La «verdad oculta» de la manteca de cerdo es que, a pesar de la mala reputación de las grasas saturadas, la manteca puede ser una grasa saludable con un perfil nutricional beneficioso, siempre y cuando se elija la versión correcta y se consuma con moderación. Las versiones comerciales hidrogenadas contienen grasas trans, por lo que es preferible consumir manteca de alta calidad, que no esté hidrogenada y sea rica en grasas monoinsaturadas (como el ácido oleico), vitaminas (B, C, D) y minerales (fósforo, hierro).

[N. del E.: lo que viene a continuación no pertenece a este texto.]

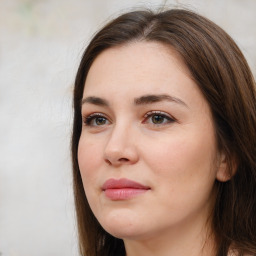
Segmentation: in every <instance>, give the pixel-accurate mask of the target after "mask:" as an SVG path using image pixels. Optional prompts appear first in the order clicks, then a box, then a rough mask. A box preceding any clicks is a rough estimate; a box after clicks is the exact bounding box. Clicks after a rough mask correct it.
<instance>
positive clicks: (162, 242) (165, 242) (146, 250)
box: [124, 223, 215, 256]
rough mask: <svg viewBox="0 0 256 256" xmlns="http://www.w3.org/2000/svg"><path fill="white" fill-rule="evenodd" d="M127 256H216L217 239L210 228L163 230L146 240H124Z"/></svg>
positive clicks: (127, 239)
mask: <svg viewBox="0 0 256 256" xmlns="http://www.w3.org/2000/svg"><path fill="white" fill-rule="evenodd" d="M195 227H196V228H195ZM124 244H125V249H126V256H144V255H147V256H153V255H154V256H156V255H157V256H183V255H190V256H214V255H215V239H214V235H212V234H211V232H209V228H208V229H207V228H205V226H204V228H202V227H200V228H199V226H198V223H192V224H191V227H190V228H189V227H188V226H186V228H185V229H183V228H182V227H180V226H179V227H177V228H173V229H172V230H171V231H170V230H162V231H161V232H160V234H155V235H154V237H153V236H152V237H147V238H146V239H145V238H144V239H124Z"/></svg>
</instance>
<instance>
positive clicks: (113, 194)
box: [104, 188, 148, 200]
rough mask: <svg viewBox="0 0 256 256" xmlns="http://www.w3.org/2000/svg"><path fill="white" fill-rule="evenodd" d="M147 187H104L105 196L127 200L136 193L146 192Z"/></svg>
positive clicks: (115, 198) (141, 193) (113, 199)
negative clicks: (125, 187)
mask: <svg viewBox="0 0 256 256" xmlns="http://www.w3.org/2000/svg"><path fill="white" fill-rule="evenodd" d="M147 191H148V189H135V188H118V189H106V190H105V191H104V193H105V196H106V197H108V198H109V199H111V200H128V199H131V198H134V197H136V196H138V195H141V194H143V193H146V192H147Z"/></svg>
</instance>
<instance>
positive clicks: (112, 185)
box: [102, 178, 150, 190]
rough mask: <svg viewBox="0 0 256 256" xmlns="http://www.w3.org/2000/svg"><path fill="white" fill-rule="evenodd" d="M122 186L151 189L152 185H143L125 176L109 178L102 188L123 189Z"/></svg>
mask: <svg viewBox="0 0 256 256" xmlns="http://www.w3.org/2000/svg"><path fill="white" fill-rule="evenodd" d="M121 188H134V189H150V187H148V186H145V185H142V184H140V183H138V182H136V181H132V180H128V179H125V178H123V179H109V180H107V181H106V182H105V183H104V184H103V186H102V190H107V189H121Z"/></svg>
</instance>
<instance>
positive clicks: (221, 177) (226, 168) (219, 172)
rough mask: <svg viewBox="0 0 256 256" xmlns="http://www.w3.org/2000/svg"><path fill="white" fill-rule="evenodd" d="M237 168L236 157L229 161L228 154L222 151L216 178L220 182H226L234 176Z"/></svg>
mask: <svg viewBox="0 0 256 256" xmlns="http://www.w3.org/2000/svg"><path fill="white" fill-rule="evenodd" d="M236 168H237V163H236V161H235V160H234V159H232V160H231V161H229V159H227V156H226V154H225V153H223V152H222V153H221V154H220V155H219V159H218V166H217V173H216V179H217V180H218V181H220V182H226V181H228V180H230V179H231V178H232V177H233V176H234V174H235V172H236Z"/></svg>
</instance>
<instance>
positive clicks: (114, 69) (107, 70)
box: [85, 41, 190, 90]
mask: <svg viewBox="0 0 256 256" xmlns="http://www.w3.org/2000/svg"><path fill="white" fill-rule="evenodd" d="M174 70H175V71H176V72H175V73H177V72H178V74H180V75H181V73H182V74H183V75H185V76H187V77H189V76H190V73H189V71H188V68H187V67H186V65H185V64H184V62H183V60H182V58H181V56H180V55H179V54H178V53H177V52H176V51H175V50H174V49H172V48H171V47H170V46H167V45H164V44H160V43H156V42H143V41H142V42H132V43H129V44H125V45H121V46H116V47H112V48H109V49H107V50H105V51H103V52H102V53H101V54H100V55H99V56H98V57H97V58H96V59H95V60H94V62H93V63H92V66H91V68H90V69H89V72H88V75H87V78H86V83H85V85H86V90H87V89H89V88H88V87H90V89H93V88H91V87H94V86H95V85H97V86H98V85H102V84H103V85H104V86H105V88H106V87H108V85H109V84H114V83H119V82H120V83H121V84H120V86H124V85H126V86H127V85H130V86H131V84H132V83H134V80H135V79H136V81H137V82H136V83H142V84H143V83H144V82H147V83H148V84H149V81H152V82H151V83H150V84H153V83H154V82H155V81H157V80H159V79H160V78H161V80H164V79H165V77H169V78H170V72H173V71H174ZM174 78H175V76H174V75H173V79H174ZM95 89H96V88H95Z"/></svg>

Manteca de cerdo de calidad y sus beneficios
- Libre de grasas trans: La manteca de cerdo pura y de buena calidad no contiene grasas trans, las cuales se encuentran en las versiones hidrogenadas.
- Rica en grasas saludables: Contiene una buena cantidad de grasas monoinsaturadas, especialmente ácido oleico, que es beneficioso para la salud cardiovascular y puede ayudar a reducir el colesterol LDL («malo»).
- Aporta nutrientes: Es una fuente de vitaminas como la D y del grupo B, y minerales como el fósforo y el hierro.
- Mejora el sabor: No tiene olores ni sabores fuertes, por lo que no altera el sabor de los platillos.
- Versátil en la cocina: Es un ingrediente tradicional en muchas cocinas del mundo.